Rhubarb - "Linking ff to cot death is really not on." I'm not sure what you mean by this. The link exists. Are you suggesting that I made it up? I mentioned it because in an earlier post you said you didn't believe that FF increased the risk of mortality in developed countries.

Where has anyone on this thread suggested that women in developing countries are "closer to nature"? (What a horribly racist view!) The only person I've seen put forward that view is you - you're putting forward spurious arguments in order to have something to rail against.

Rhubarb · 16/10/2008 13:48

There isn't any one cause of cot death. No-one really knows what causes it. Saying that it is linked to formula is horrible. Yes that article does say that, but I'm sure there are many other studies that say differently. After all, putting babies on their fronts used to be good for them, now we have to put them on their backs.

'closer to nature' - is that racist? Only in your mind. They are not Westernised, that is the point.

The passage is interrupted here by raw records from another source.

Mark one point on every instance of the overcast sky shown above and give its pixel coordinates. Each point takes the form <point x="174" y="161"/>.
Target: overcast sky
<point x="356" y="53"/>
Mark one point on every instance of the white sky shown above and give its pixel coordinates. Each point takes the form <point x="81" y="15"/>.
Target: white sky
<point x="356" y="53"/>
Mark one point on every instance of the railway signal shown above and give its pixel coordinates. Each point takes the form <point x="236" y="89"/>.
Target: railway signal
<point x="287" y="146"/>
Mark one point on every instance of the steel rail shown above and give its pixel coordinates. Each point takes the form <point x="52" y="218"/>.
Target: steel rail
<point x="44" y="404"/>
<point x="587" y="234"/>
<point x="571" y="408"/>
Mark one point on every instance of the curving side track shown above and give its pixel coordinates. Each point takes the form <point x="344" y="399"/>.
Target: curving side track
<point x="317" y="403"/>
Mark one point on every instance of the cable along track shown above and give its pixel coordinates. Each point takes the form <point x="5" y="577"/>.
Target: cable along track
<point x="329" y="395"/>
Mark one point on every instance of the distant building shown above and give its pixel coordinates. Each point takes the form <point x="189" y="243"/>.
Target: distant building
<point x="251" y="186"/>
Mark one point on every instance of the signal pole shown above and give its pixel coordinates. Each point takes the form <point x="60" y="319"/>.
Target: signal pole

I'm sorry my points don't make sense to you, perhaps I should type slower?

I illustrated my point very well in my last post. That you cannot look at developing countries or Apes and say that because they do something, we should do it.

I think that linking ff to infant mortality is a dangerous thing to do.

AnarchyAunt · 16/10/2008 13:49

We live in a culture where our perceptions of what is 'good, 'natural', etc, are completely and totally fucked up.

Years of advertising, pressures that never used to exist, advances in medical science and food technology that make formula safer than ever before... our expectations are very different now.

Surely its a good thing to recognise that we, as big brained primates born comparatively early, are meant to breastfeed for far far longer than it has become dangerous not to/normal/'necessary'/expected we will. Its not about saying, Everyone Must Do This, but about accepting that there are risks involved with losing sight of what we are physiologically meant to do.